Posts Tagged ‘ salsa in india ’

            Yesterday was awesome, as in really awesome. By the way, I might be saying that a lot in the next few posts. In the morning I went to the office for a few finalizing meetings. It’s Holi today, so we had a special lunch in the office. It was really nice to have everyone together, and eat good food (of course). Afterwards I went to one of my centers for the last time. When I got there I saw half of the girls dressed in little girl saris and waving at me through the window. I was told there was nothing special for me there; I should have known that they lied. The girls put on a performance. There was a dance that was excellently performed; one of the girls even provided the vocals (which is hard to get them to do). The best were two scenes where the children enacted the classroom. One girl, Pradnya, acted me out in such an amazing way; she changed her voice, went through my routine of putting down my oversized backpack, taking out my water bottle and notebook, and sitting in a group of kids. She mimicked my way of speaking with the teachers and they enacted a scene from when I did a demo lesson for each of the teachers. They remembered each and every part of the demo lesson. It was hysterical. I’m also taller and bigger than any of them in the center, including the two teachers; the smallest girl in the center (who is very spunky and likes to joke with me) played me. It was perfect. They did another scene of when I walked into the center and taught them how it’s good to say that they don’t understand something. I made them repeat – that day and other days – “didi, I don’t understand.” It’s working. I laughed so hard. The best and most important thing that I’ve heard was not that I was a great didi and that they love me and I’ve taught them so much (which is important and very nice to hear of course), but Sanjivini went to the front of the class and wanted to say that I am always happy, that she learned to be happy and excited all of the time. If I could say that I taught happiness to kids, I feel like I’ve done more than I could have ever imagined. We had a nice photo shoot with the kids as I left. Image

            After that I had to rush to the other end of the city to have drinks and a snack with a coworker. It was the first time we have gone out, it’s been a long time pending. It was perfect and a really nice way to close out a friendship and colleagueship with someone.

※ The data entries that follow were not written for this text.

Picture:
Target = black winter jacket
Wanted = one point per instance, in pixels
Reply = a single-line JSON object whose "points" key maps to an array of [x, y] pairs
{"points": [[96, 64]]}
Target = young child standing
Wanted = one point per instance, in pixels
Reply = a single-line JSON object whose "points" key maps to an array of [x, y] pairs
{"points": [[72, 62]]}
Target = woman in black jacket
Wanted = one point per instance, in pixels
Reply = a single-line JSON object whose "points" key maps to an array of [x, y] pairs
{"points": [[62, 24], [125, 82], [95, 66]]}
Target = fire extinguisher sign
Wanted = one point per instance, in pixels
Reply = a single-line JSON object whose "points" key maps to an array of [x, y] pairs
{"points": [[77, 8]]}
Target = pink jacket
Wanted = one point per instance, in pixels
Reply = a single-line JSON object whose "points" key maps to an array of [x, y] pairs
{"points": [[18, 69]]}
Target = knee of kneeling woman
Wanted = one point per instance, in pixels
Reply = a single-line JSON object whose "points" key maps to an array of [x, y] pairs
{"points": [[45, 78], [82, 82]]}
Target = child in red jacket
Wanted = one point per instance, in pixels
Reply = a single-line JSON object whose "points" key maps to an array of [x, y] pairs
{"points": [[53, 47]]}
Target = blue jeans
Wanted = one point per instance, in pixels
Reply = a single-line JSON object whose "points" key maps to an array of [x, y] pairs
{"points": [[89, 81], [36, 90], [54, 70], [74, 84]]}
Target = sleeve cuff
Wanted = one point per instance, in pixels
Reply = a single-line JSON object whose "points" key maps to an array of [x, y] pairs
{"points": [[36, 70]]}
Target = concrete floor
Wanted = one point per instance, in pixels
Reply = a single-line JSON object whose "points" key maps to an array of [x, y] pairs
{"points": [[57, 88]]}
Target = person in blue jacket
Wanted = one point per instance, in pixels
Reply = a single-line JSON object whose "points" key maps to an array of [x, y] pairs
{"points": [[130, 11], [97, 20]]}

            Then I went to salsa. I announced to Irisha and Awadesh that it would be my last practice session. The crowd was full of the usuals and then some of the beginners. I danced and danced and danced. It was great. They had a cake and made me make a speech. That part was a surprise. I didn’t know what to say. Irisha and Awadesh and I met when I was living in Aundh. It took me two years to be in their dance class, it took them two years to get to capoeira class, but we’ve been in contact the whole time. I’ve never heard the words, “don’t go” so many times.ImageImage

            The big surprise was after most folks left – they took out colours! We had dry powdered colors but it didn’t take long before more colors came out and then water. It was awesome, spontaneous and full of laughter and color. We went to a place to get burgers (not beef), full of colour. No one would recognize us if we went back there without our faces mostly purple and red. My beautiful kurta was sacrificed. Oh well. It was totally worth it. Image

office holiday party

Indian formalities are interesting. For the second time this week I have been waved on during a police (today I think it was an army) check for bikers. Usually they just check your license to make sure your papers are in order and let you go. Since the whole huge rape outrage (I don’t want to talk about it, at least right now) I’ve been pulled over, halfway, twice. As soon as they see that I’m not a man – I’m not sure they can tell I’m a foreigner because I wear a scarf around my face – they wave me on. It’s strange.
The interesting thing that happened last week was my office’s holiday party. Back in the US we would have some food, maybe someone might say something – it might even be at a bar. We had ours in our office. One kid who hangs out in the office for his homework was also there; he loves to dance and performed a hip-hop Bollywood number. I danced a salsa social (as in not choreographed) dance with a friend of mine, and a tutor who plays classical flute also performed a song. There were several games as well as a “fishpond” (phrases that people submit and everyone has to guess who they’re about), titles with crowns (all very nice), and a game to make food – creative no? Although I was looking forward to the party, I was pleasantly surprised to be thoroughly involved in, what I might call in US terms, a kind of cheesy but really enjoyable party. One game involves one team starting with a song, the other team has to find any word from that song and start singing a new song (not made up, but real songs). For fun I raised my hand to be captain of a team. It was so much fun to be ridiculous – I managed to get three songs that I knew and our team won. We’re very silly and competitive at work. It was fun to perform (although I was completely nervous) some dancing in front of them. Somehow I feel that this kind of party would have never happened in the US.
The quantity, and maybe the quality of my posts have decreased. This I can attribute to two things. First, in general, nothing really seems that new anymore. Yes, there are things that continue to shock me, I don’t think I’ll ever get used to the traffic, some smells, some of people crassness or gentility and kindness, etc. However, after over two years here, it’s a little difficult to pick up on all of these things anymore. I like that. The second is that I’ve been super busy. Partly work has picked up a lot recently. Partly my out of work time has been super busy as well. I like that too.